Biden, que confunde a Macron con Mitterrand.

Biden, que pone al presidente egipcio al frente de México. Biden, que relata una conversación "reciente" con Helmut Kohl.

Joe Biden, en una comparecencia reciente en la Casa Blanca.

Joe Biden, en una comparecencia reciente en la Casa Blanca. Kevin Lamarque Reuters

Un Biden en los huesos, espectral, que sube a trompicones los escalones del Air Force One, buscando las palabras, avanzando a tientas, siempre con ese aire destemplado.
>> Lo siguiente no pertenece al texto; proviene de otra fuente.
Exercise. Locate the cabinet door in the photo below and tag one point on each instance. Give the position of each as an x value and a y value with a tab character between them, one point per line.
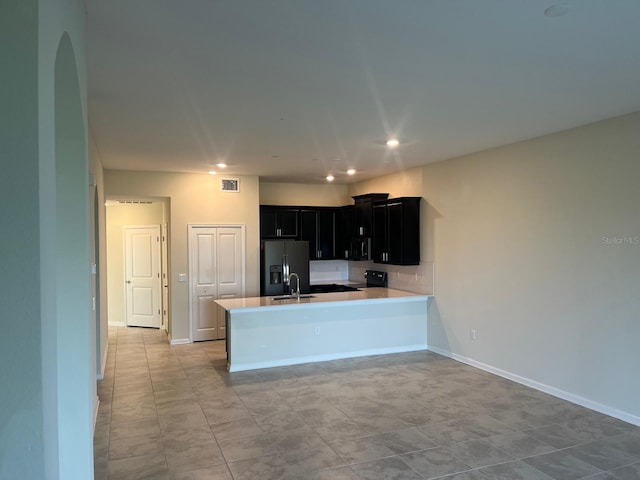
278	222
288	222
395	233
379	233
309	231
344	231
268	223
326	245
363	218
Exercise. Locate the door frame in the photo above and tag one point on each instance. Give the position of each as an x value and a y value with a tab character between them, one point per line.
158	281
243	239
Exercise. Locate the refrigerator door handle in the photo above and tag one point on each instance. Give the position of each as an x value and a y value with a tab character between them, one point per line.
285	269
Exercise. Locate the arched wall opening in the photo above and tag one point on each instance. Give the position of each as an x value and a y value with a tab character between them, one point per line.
75	332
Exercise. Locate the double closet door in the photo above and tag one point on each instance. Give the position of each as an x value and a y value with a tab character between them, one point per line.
216	271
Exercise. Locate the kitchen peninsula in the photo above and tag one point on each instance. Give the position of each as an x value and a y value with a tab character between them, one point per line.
263	332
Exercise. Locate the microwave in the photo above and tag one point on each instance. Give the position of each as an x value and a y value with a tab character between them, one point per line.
361	248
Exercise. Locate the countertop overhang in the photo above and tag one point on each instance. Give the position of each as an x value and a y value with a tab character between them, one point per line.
366	295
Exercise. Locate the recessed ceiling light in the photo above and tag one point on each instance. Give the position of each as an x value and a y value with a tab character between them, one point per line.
557	10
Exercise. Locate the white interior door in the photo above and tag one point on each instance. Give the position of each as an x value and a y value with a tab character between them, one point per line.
230	268
165	276
216	271
142	276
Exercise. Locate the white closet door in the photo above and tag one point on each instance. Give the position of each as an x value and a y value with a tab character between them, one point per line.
216	271
142	272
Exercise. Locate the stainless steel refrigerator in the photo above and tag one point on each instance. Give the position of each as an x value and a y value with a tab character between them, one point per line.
279	259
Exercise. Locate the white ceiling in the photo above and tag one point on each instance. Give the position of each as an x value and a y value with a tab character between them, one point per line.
294	89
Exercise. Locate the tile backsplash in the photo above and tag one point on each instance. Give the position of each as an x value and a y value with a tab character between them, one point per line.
418	278
328	271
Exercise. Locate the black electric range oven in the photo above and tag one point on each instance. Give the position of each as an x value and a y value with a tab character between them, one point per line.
374	278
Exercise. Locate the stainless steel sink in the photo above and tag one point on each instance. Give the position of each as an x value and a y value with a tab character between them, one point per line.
292	297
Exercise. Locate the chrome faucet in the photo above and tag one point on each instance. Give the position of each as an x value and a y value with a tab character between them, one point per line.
297	292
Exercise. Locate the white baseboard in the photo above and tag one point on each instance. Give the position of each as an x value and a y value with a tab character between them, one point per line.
103	361
325	358
556	392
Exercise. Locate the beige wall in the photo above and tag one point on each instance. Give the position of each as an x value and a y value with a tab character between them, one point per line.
331	195
518	235
194	198
407	183
118	217
100	258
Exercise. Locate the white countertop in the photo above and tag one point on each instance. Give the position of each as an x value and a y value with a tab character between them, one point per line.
369	295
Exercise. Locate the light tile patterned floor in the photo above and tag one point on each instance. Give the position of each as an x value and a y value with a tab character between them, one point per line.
175	413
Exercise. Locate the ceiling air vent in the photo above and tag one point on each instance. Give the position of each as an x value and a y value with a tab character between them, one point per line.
230	184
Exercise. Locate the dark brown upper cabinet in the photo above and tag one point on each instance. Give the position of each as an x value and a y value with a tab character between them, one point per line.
363	213
396	231
279	222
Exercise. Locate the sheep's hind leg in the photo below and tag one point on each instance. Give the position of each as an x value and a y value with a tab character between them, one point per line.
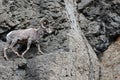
38	46
5	54
28	47
12	45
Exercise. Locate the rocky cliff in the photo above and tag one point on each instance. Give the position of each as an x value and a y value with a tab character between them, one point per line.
83	46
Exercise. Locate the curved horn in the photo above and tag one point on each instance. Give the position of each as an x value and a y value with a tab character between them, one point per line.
42	21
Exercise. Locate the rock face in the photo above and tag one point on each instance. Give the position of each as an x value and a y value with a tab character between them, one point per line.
111	62
67	53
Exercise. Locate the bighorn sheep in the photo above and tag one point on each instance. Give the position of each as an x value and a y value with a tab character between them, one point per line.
28	36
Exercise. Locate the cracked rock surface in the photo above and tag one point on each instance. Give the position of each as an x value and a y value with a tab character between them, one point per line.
83	46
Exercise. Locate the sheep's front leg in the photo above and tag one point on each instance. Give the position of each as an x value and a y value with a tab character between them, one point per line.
38	46
5	54
12	45
28	47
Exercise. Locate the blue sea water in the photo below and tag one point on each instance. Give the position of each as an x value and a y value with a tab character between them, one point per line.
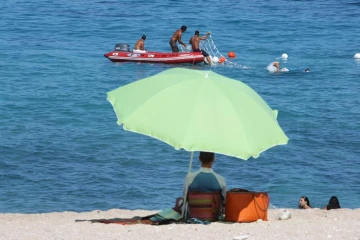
60	146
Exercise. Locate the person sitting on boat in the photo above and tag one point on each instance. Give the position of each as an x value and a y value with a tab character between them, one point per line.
195	40
140	45
177	38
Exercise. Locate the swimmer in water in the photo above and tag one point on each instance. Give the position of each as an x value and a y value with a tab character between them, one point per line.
277	65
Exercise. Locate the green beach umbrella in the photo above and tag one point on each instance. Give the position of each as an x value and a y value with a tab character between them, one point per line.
198	110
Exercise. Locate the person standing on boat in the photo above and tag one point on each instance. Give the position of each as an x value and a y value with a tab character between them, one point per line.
177	38
195	41
140	45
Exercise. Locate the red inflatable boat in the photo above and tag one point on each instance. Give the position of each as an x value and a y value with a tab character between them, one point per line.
122	53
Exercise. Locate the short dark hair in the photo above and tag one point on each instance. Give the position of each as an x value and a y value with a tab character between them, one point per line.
333	203
306	199
206	157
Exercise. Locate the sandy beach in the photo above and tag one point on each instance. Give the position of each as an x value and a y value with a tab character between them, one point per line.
304	224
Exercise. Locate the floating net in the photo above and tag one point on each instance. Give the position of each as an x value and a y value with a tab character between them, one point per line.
209	46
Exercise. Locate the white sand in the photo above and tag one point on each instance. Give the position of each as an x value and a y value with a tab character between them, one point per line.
304	224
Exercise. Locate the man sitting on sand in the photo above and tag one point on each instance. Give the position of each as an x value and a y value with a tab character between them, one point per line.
205	179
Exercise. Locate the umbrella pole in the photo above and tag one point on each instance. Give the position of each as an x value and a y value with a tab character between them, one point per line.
190	164
185	205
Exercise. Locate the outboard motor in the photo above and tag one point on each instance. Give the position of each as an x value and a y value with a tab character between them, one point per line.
122	47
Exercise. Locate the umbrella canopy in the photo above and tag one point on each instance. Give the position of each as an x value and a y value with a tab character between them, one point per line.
198	111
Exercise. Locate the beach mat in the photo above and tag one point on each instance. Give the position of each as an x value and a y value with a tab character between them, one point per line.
123	221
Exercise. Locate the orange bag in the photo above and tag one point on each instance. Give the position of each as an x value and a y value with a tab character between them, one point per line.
244	206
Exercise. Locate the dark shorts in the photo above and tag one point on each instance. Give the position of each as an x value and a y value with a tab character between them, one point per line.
202	51
173	46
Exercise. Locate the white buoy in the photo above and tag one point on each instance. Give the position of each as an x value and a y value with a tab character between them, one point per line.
271	67
205	59
284	56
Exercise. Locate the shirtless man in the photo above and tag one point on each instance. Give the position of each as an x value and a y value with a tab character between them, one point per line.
177	38
140	45
277	65
195	41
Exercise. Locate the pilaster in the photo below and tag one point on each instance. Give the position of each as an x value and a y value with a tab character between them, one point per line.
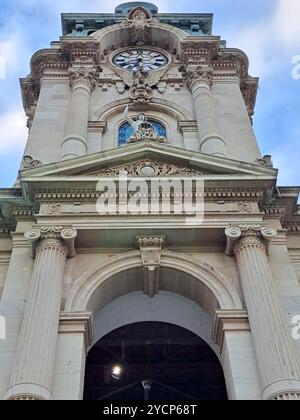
275	351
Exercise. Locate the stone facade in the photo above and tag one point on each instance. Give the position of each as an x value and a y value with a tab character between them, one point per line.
68	273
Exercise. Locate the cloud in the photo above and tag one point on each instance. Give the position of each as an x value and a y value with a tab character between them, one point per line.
271	39
13	132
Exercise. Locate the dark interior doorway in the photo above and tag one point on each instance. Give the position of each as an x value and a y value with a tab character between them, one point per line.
155	361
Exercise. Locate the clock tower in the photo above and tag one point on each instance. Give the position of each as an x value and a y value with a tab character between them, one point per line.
145	218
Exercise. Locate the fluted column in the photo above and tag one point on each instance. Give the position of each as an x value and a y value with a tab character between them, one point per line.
276	355
34	364
82	82
199	80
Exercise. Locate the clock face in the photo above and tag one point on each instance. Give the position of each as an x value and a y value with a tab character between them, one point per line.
135	57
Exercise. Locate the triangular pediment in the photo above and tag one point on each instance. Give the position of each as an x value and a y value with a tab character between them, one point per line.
147	160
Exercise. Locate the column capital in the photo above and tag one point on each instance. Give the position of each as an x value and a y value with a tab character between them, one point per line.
39	236
200	74
241	235
82	77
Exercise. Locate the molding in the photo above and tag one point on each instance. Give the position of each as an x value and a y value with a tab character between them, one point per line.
229	321
187	126
85	285
97	127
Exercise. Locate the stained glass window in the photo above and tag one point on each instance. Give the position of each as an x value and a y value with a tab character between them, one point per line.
126	131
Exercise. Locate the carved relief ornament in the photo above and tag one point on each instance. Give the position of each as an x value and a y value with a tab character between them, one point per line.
202	74
58	237
149	168
247	235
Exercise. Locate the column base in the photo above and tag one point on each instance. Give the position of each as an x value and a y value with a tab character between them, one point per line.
214	145
283	390
28	392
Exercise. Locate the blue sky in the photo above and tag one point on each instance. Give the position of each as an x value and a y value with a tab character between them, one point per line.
268	31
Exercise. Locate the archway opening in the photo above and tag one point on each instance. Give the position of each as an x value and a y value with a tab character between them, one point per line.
155	361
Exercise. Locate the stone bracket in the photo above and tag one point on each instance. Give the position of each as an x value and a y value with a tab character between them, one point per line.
151	248
78	323
235	320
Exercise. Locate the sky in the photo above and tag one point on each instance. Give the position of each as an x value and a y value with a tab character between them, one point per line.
268	31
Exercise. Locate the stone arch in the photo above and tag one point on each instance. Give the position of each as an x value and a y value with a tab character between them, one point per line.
199	282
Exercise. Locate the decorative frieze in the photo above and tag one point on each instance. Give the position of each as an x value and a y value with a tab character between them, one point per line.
149	168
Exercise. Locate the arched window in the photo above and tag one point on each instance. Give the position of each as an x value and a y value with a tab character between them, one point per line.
126	131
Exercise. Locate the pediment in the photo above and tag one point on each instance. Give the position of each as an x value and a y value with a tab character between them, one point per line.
147	160
148	168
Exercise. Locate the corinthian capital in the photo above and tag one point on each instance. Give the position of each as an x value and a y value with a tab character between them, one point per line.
84	77
202	74
52	235
248	235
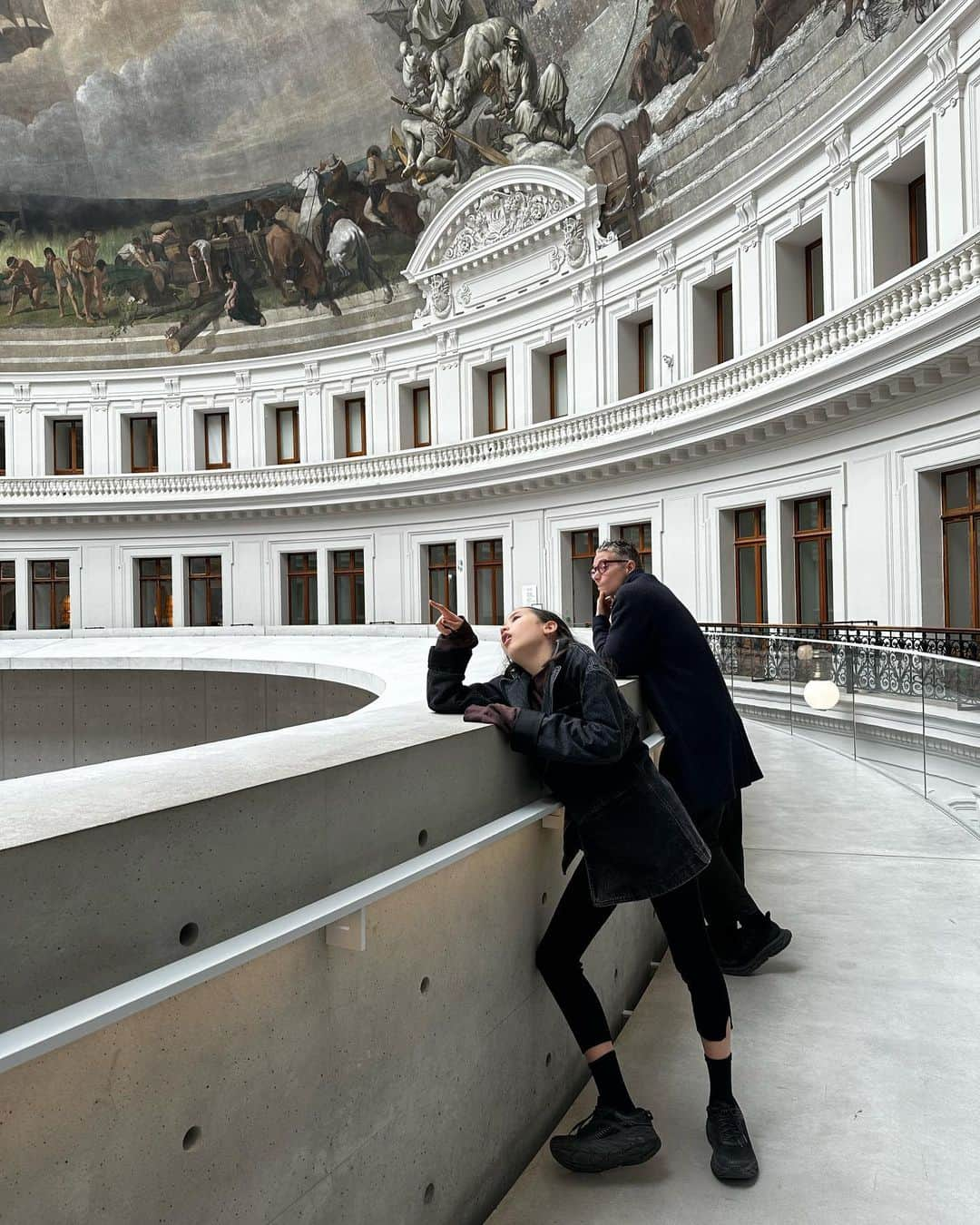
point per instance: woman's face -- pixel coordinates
(522, 632)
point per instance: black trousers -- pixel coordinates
(723, 893)
(573, 926)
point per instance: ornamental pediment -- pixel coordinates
(504, 231)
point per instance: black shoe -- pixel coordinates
(756, 945)
(606, 1140)
(724, 941)
(732, 1159)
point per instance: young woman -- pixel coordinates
(560, 704)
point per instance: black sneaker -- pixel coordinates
(732, 1159)
(756, 945)
(606, 1140)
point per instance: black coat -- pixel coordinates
(652, 634)
(637, 839)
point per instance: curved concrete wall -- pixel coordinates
(53, 720)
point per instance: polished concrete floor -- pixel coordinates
(857, 1059)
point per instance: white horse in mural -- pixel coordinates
(343, 247)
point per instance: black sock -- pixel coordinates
(720, 1074)
(612, 1092)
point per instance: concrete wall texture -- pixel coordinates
(325, 1084)
(55, 720)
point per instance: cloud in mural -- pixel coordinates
(161, 97)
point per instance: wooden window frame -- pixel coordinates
(756, 543)
(822, 534)
(7, 584)
(416, 391)
(151, 447)
(309, 584)
(720, 322)
(294, 410)
(811, 310)
(644, 377)
(970, 514)
(52, 584)
(348, 406)
(353, 571)
(552, 397)
(157, 581)
(76, 435)
(646, 541)
(226, 462)
(916, 255)
(496, 373)
(209, 578)
(446, 569)
(496, 565)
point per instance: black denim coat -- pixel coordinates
(636, 836)
(706, 756)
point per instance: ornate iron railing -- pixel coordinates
(910, 662)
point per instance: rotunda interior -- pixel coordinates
(642, 339)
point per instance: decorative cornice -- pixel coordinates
(659, 420)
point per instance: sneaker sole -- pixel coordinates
(776, 946)
(581, 1164)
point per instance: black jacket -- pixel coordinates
(652, 634)
(636, 837)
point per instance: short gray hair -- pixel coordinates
(623, 550)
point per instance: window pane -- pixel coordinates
(583, 592)
(816, 279)
(62, 446)
(7, 606)
(957, 485)
(214, 434)
(958, 573)
(749, 609)
(287, 422)
(497, 401)
(354, 426)
(808, 561)
(297, 605)
(199, 602)
(140, 435)
(765, 610)
(745, 524)
(560, 384)
(42, 606)
(646, 357)
(423, 423)
(808, 514)
(725, 325)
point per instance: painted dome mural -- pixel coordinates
(191, 162)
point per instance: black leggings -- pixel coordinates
(573, 926)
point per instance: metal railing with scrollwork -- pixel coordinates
(860, 657)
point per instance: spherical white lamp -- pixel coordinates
(821, 695)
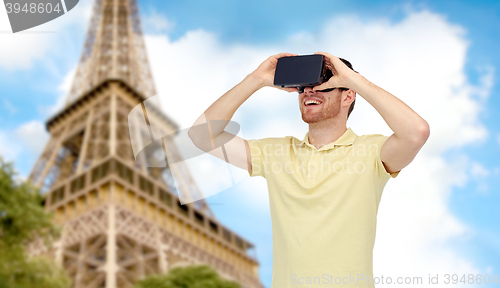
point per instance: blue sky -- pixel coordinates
(34, 69)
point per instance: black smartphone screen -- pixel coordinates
(299, 71)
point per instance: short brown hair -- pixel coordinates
(344, 89)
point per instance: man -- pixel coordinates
(324, 191)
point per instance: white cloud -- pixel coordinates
(63, 90)
(479, 171)
(9, 150)
(420, 60)
(33, 136)
(154, 23)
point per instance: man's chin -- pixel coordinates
(308, 119)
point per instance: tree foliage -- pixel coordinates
(22, 219)
(199, 276)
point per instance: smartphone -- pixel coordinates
(301, 71)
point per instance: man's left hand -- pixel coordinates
(343, 76)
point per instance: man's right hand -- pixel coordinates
(265, 72)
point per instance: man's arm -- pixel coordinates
(410, 130)
(237, 149)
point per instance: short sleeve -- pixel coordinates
(379, 142)
(257, 157)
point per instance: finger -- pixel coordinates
(284, 54)
(291, 89)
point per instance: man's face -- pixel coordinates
(318, 106)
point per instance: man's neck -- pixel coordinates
(326, 132)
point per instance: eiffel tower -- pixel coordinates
(122, 221)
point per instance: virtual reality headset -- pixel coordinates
(301, 71)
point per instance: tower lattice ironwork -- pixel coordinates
(122, 221)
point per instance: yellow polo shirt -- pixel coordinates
(323, 205)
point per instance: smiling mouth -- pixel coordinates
(312, 103)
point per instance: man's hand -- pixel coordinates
(265, 72)
(343, 76)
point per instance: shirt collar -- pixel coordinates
(346, 139)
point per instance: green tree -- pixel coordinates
(22, 219)
(198, 276)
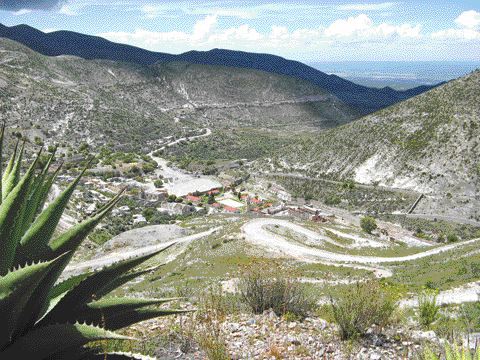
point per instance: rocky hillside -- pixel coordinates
(429, 143)
(363, 99)
(129, 105)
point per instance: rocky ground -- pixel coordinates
(268, 336)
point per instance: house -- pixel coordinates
(231, 209)
(193, 198)
(213, 192)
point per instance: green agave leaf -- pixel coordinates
(88, 289)
(11, 210)
(16, 288)
(1, 156)
(72, 238)
(121, 356)
(14, 176)
(127, 318)
(9, 168)
(36, 239)
(98, 311)
(44, 342)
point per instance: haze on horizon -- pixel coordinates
(305, 30)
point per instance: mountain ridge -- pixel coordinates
(365, 100)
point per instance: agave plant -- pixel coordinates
(40, 316)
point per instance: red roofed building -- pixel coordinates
(193, 198)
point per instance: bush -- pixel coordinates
(452, 237)
(265, 286)
(368, 224)
(358, 307)
(452, 353)
(428, 308)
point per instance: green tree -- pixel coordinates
(368, 224)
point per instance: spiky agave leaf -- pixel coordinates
(16, 288)
(8, 168)
(43, 342)
(98, 312)
(69, 240)
(37, 237)
(87, 290)
(11, 210)
(72, 238)
(14, 175)
(2, 133)
(127, 318)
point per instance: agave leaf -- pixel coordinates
(10, 211)
(9, 168)
(72, 238)
(1, 156)
(87, 290)
(36, 239)
(98, 311)
(16, 288)
(44, 342)
(120, 356)
(127, 318)
(14, 176)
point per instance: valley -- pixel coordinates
(236, 183)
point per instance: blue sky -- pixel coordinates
(409, 30)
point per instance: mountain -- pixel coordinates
(67, 98)
(363, 99)
(430, 143)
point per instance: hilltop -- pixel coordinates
(67, 98)
(363, 99)
(429, 144)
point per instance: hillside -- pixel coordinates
(429, 143)
(134, 106)
(363, 99)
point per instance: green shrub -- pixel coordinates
(368, 224)
(265, 286)
(450, 352)
(452, 237)
(40, 317)
(428, 310)
(358, 307)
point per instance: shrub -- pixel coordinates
(368, 224)
(427, 307)
(42, 318)
(265, 286)
(356, 308)
(452, 353)
(452, 237)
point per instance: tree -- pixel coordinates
(211, 199)
(368, 224)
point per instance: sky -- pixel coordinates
(305, 30)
Durante mucho tiempo nos hemos tomado sus despistes, sus traspiés, sus meteduras de pata, por un rasgo de carácter de un político brillante, con una carrera al estilo "Mr. Smith en el Senado".

Nos acostumbramos a esos momentos cómicos involuntarios, que nunca habían llegado a ser realmente preocupantes, cuando alababa el "egoísmo" de los estadounidenses como muestra de su "altruismo" y se refería a los "doscientos millones de muertos de COVID" en lugar de a los 200.000 que realmente fallecieron.

Pero ahora que las meteduras de pata han pasado de castaño oscuro y los bugs cada vez son más numerosos, caemos en la cuenta de lo evidente.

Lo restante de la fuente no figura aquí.